Rudolph the Depressed and Traumatized Reindeer

Last Year I wrote this on the psychology of Rudolph the Red-Nosed Reindeer for Psychology Today. I thought it might be fun to pull it out of storage and repost it. I hope you enjoy!

When you think about how you want to spend your holidays, I imagine that activities like shopping, cocoa drinking, gift exchanging or ice skating come to mind. It is not my hunch that watching others be judged, shamed, publicly ridiculed and kicked out of their families for birth defects or job preferences signify happy holiday activities to you.

However, there is a part of my Christmas tradition that is a must: watching an innocent be tormented for what one might consider a birth defect.
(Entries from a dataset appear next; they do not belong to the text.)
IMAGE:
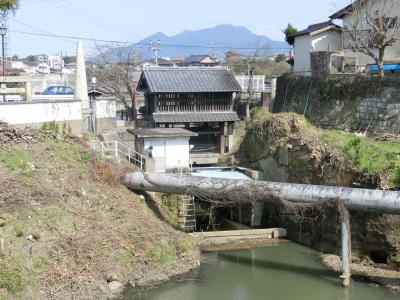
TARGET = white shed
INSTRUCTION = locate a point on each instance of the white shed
(170, 147)
(324, 36)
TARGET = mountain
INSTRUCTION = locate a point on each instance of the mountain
(216, 40)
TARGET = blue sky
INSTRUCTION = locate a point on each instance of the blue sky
(132, 20)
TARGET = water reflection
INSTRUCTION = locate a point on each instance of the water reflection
(287, 272)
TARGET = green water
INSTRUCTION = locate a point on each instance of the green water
(284, 272)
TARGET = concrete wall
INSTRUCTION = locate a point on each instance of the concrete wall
(326, 41)
(302, 48)
(37, 113)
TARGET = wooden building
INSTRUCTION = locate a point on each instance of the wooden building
(196, 99)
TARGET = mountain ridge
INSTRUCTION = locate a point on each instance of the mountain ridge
(214, 41)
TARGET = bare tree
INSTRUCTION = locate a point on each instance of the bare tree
(7, 7)
(117, 76)
(251, 63)
(373, 26)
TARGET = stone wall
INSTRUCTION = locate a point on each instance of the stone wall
(380, 113)
(294, 155)
(342, 101)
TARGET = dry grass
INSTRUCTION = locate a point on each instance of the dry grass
(86, 227)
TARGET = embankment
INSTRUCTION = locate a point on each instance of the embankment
(287, 148)
(71, 230)
(346, 102)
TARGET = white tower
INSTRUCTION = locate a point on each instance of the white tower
(81, 90)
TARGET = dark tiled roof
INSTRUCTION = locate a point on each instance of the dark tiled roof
(195, 117)
(162, 132)
(341, 13)
(189, 80)
(315, 27)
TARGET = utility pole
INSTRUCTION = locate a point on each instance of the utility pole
(155, 48)
(3, 32)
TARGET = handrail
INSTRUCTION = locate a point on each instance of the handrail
(117, 149)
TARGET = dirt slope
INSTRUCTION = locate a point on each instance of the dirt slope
(71, 230)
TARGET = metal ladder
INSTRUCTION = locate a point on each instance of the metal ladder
(187, 214)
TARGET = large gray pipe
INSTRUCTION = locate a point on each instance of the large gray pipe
(356, 199)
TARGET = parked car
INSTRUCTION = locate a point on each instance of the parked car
(58, 90)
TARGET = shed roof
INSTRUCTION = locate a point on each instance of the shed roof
(342, 12)
(195, 117)
(161, 132)
(189, 80)
(317, 27)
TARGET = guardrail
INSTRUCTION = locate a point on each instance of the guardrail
(118, 149)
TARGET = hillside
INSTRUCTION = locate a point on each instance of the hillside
(71, 230)
(228, 36)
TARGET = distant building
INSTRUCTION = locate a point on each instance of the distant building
(170, 147)
(55, 62)
(199, 61)
(196, 99)
(234, 56)
(359, 61)
(319, 37)
(180, 59)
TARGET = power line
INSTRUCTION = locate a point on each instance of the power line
(44, 32)
(145, 44)
(69, 9)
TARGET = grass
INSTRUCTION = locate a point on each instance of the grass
(367, 155)
(363, 154)
(18, 160)
(70, 154)
(186, 245)
(11, 280)
(162, 255)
That is, watching Rudolph The Red-Nosed Reindeer. I have watched it ever since I was a child and never gave it up (even when I figured out that this is a highly abusive story line; however, less than the unwatchable Christmas Story. I know many people love that movie. I hate it. It is the therapist in me that cannot stand to watch actual children being emotionally abused. Young puppet reindeer abuse I can watch more easily as I know that no real reindeers were harmed in the making of this Christmas special). The emotional abuse of a tiny reindeer continues to be part of my annual Christmas tradition.

Let’s go through the entire show and look at all of the psychological issues that occur in its 52 minutes:

1. Santa has an eating disorder. He starts the show thin and balloons up by the end, fitting in his fat Santa suit in time for Christmas.
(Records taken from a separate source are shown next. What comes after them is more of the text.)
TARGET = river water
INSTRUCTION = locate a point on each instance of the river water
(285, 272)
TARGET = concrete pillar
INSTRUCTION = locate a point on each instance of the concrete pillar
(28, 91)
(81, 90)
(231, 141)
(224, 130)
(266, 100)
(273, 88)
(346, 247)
2. Mrs. Santa has a need for her husband to be fat. She shames him by saying, “Who ever heard of a skinny Santa? Eat, eat!” It seems that to find him lovable, he needs to look a certain way. Very often those with eating issues want to control others’ food. I think, at the very least, Mrs. Santa is codependent.

3. Rudolph is born with a “shiny nose.” Mother says, “We’ll simply have to overlook it.” Father is unable to see past his son’s faults. Ah, the joy of Christmas.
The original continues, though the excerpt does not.